Here’s the code. All I want to do is select each of the 100 or so towns
in the select list, follow the link via the submit button and scrape the
first and last frost dates from the resulting page.

Here’s the code:

require ‘rubygems’
require ‘mechanize’

agent = WWW::Mechanize.new
page = agent.get(‘http://www.gardenaction.co.uk/main/weather1.asp’)

town_results = page.form_with(:action => ‘create_cookie.asp’) do |e|
e.fields.name(‘Town’).options.each do |s|
s.select
end
end.submit

p town_results.search("/<p align=“left”>HOME TOWN:(.*)<Form
Method=Post Action=“create_cookie.asp”>/")

I think I’m actually getting as a result the page itself back not the
results page (which should be
http://www.gardenaction.co.uk/main/weather1-results.asp)

Can anyone give me some advice here? It should be obvious I’m new to
Ruby and OO so am fully expecting to have gone wrong here with instance
variables or the like :slight_smile:

thanks in advance.

andy


#2

On Oct 6, 5:02 pm, Andy P. removed_email_address@domain.invalid wrote:

Here’s the code. All I want to do is select each of the 100 or so towns

results page (which should behttp://www.gardenaction.co.uk/main/weather1-results.asp)

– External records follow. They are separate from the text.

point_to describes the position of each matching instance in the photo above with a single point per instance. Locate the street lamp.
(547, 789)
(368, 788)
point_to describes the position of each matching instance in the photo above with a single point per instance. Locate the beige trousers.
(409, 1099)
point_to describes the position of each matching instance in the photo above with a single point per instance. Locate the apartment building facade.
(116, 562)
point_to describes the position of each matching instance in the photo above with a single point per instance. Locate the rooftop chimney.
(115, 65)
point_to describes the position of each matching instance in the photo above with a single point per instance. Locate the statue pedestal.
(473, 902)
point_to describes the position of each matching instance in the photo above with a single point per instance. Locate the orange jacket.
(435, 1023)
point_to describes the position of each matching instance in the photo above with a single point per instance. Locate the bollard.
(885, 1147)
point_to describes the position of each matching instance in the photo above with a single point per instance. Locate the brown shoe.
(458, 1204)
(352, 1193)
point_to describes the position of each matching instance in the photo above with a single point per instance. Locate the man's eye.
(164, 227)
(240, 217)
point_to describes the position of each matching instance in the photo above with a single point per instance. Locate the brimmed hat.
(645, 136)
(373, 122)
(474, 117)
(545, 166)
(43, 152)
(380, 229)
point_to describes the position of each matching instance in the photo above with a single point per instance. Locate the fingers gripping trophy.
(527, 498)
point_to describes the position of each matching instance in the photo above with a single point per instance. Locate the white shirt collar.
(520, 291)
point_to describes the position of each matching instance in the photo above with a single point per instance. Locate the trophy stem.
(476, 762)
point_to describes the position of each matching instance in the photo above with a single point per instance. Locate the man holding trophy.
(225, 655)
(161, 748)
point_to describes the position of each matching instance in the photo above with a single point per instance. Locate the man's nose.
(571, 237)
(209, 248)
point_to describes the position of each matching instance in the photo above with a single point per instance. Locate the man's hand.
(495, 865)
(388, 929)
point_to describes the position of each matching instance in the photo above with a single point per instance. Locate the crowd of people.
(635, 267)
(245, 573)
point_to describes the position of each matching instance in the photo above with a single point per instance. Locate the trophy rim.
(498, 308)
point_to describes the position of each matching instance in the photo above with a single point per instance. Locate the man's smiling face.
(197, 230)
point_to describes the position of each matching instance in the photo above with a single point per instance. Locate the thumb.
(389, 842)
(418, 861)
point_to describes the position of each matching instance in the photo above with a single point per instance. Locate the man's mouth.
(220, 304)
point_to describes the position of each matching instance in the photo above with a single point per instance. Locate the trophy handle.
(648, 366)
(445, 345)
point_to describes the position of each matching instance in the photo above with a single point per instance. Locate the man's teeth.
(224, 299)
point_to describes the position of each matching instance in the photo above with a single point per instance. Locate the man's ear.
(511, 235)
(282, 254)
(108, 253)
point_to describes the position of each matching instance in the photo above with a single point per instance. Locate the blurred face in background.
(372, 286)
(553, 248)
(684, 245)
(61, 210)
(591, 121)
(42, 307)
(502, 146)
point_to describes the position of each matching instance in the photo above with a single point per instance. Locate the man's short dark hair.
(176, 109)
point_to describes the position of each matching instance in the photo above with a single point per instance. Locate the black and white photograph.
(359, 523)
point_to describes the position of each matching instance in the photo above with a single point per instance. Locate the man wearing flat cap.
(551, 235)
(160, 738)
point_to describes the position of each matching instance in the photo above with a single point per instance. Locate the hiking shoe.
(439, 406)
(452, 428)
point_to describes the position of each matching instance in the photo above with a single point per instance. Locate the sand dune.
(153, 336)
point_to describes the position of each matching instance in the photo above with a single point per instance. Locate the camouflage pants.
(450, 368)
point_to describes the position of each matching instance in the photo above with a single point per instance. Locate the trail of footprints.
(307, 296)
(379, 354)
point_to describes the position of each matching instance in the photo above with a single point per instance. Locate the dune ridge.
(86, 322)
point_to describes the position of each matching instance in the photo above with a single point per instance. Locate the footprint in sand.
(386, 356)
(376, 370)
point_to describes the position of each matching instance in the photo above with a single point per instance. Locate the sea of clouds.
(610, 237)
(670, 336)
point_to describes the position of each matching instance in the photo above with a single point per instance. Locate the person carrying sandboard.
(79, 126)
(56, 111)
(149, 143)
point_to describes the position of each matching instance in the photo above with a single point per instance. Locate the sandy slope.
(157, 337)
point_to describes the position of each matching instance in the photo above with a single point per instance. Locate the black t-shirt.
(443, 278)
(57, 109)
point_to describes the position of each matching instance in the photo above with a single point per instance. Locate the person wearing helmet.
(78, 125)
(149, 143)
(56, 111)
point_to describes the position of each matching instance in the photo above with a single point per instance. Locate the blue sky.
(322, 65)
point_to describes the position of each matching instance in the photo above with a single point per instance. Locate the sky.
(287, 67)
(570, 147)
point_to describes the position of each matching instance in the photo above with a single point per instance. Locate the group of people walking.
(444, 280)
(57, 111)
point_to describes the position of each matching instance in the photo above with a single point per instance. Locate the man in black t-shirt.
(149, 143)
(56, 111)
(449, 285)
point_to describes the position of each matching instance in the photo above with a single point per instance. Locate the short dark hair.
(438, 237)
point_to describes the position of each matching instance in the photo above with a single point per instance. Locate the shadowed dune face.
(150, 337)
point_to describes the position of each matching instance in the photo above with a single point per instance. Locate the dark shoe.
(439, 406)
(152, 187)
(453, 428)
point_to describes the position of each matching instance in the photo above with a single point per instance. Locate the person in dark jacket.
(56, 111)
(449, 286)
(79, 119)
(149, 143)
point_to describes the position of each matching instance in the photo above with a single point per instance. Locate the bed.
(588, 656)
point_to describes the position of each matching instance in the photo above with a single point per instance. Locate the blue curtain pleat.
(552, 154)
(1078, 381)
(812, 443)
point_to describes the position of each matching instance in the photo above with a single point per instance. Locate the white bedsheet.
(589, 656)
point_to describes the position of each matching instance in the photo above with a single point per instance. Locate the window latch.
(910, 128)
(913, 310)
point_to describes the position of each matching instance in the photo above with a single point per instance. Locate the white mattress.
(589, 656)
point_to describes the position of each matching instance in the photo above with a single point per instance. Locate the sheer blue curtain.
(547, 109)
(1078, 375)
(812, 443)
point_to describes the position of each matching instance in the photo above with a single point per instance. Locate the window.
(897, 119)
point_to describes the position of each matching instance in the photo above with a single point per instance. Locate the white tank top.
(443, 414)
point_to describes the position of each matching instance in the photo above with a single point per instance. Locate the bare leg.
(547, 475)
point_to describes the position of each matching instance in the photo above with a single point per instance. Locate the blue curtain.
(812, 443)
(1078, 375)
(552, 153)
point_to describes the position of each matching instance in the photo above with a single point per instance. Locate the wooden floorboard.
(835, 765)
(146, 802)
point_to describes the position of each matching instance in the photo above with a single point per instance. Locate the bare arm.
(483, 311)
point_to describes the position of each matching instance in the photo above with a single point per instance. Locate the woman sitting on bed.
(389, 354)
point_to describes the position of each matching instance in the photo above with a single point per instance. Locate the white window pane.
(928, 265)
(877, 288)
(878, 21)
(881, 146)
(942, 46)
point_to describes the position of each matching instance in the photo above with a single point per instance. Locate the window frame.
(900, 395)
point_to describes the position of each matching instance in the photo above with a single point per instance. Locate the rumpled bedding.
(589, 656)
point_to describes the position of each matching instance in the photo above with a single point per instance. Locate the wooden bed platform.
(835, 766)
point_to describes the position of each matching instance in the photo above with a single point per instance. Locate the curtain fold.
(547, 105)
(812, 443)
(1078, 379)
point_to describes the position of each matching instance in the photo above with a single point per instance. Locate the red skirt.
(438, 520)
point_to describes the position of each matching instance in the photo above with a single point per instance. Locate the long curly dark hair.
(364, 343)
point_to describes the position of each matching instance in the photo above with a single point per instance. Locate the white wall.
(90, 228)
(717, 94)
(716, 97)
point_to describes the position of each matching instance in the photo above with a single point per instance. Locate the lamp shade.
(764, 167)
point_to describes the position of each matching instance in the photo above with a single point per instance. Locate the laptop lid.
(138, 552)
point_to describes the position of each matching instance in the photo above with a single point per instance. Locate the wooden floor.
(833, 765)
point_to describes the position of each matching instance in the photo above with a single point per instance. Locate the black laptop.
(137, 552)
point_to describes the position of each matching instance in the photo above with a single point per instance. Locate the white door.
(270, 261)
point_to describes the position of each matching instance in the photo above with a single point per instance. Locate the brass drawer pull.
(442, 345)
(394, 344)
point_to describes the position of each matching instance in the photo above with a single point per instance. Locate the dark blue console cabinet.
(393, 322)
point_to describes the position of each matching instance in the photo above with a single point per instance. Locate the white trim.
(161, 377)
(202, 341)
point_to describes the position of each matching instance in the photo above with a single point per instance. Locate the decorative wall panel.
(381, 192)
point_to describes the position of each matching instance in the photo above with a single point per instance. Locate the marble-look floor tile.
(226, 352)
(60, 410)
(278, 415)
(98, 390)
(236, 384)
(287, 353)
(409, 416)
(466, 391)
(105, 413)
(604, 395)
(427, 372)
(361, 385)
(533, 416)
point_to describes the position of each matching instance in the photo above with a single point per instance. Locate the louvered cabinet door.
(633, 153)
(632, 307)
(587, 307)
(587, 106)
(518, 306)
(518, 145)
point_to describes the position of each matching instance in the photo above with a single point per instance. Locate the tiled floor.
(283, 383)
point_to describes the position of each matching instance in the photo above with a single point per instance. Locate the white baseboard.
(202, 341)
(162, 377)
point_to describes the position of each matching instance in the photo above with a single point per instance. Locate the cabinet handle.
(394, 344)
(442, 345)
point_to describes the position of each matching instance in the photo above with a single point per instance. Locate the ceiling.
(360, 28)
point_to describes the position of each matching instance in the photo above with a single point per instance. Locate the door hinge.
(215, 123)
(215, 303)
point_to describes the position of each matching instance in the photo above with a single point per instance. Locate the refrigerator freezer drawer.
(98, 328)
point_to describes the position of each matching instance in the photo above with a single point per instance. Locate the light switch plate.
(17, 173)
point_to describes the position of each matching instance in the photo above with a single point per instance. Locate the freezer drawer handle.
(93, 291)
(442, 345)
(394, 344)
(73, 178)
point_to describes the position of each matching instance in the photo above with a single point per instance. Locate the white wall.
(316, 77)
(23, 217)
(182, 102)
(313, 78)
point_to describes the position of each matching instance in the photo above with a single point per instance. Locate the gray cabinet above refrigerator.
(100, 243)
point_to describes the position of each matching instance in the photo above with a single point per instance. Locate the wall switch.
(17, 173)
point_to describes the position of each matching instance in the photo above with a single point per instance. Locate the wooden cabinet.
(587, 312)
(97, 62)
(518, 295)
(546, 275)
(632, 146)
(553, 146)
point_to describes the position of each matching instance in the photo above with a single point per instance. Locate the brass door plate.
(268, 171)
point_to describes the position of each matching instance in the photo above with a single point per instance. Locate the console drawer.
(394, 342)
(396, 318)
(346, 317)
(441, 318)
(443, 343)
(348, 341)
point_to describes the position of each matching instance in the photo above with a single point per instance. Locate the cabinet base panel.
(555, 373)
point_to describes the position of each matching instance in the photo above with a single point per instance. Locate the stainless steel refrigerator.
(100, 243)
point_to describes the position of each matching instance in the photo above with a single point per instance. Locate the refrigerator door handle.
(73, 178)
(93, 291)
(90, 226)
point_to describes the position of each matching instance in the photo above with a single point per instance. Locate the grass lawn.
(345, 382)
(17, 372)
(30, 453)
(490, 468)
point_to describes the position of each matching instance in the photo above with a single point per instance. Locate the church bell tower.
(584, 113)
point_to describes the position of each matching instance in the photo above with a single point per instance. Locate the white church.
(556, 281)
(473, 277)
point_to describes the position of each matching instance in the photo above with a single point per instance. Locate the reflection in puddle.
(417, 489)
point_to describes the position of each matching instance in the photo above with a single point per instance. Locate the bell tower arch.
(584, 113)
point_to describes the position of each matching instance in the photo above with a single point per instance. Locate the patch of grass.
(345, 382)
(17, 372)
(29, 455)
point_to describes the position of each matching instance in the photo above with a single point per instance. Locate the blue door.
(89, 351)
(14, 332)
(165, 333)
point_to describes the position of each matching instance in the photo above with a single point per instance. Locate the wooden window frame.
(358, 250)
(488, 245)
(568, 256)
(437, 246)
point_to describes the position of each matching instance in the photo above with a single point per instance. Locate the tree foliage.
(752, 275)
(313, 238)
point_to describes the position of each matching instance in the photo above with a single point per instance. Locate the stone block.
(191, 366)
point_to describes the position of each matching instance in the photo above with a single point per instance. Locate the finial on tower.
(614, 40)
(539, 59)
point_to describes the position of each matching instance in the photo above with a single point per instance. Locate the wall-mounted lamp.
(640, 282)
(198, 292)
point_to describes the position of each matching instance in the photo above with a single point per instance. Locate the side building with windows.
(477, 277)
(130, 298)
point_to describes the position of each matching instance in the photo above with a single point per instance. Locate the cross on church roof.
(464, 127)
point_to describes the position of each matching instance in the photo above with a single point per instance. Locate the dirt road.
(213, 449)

Can anyone give me some advice here? It should be obvious I’m new to
Ruby and OO so am fully expecting to have gone wrong here with instance
variables or the like :slight_smile:

I don’t think it’s the ruby; you need to think it through a bit more.
How many times will you need to submit the form? Once per town,
correct? Therefore, the submit and parse should be inside the loop.

Try this for starters:

agent = WWW::Mechanize.new
page = agent.get(‘http://www.gardenaction.co.uk/main/weather1.asp’)

form = page.form_with(:action => ‘create_cookie.asp’)
form.fields.name(‘Town’).options.each do |town|
form[‘Town’] = town
page2 = form.submit
puts page2.body
exit #remove when you’re ready to process them all
end


#3

Thanks for the help Mark. You’re right I needed to think it through a
bit more. Plus, I was unnecessarily using the select method.

Now I’ve got to find a way to grab the stuff from the proceeding pages
that I need…on to the docs again.

cheers, andy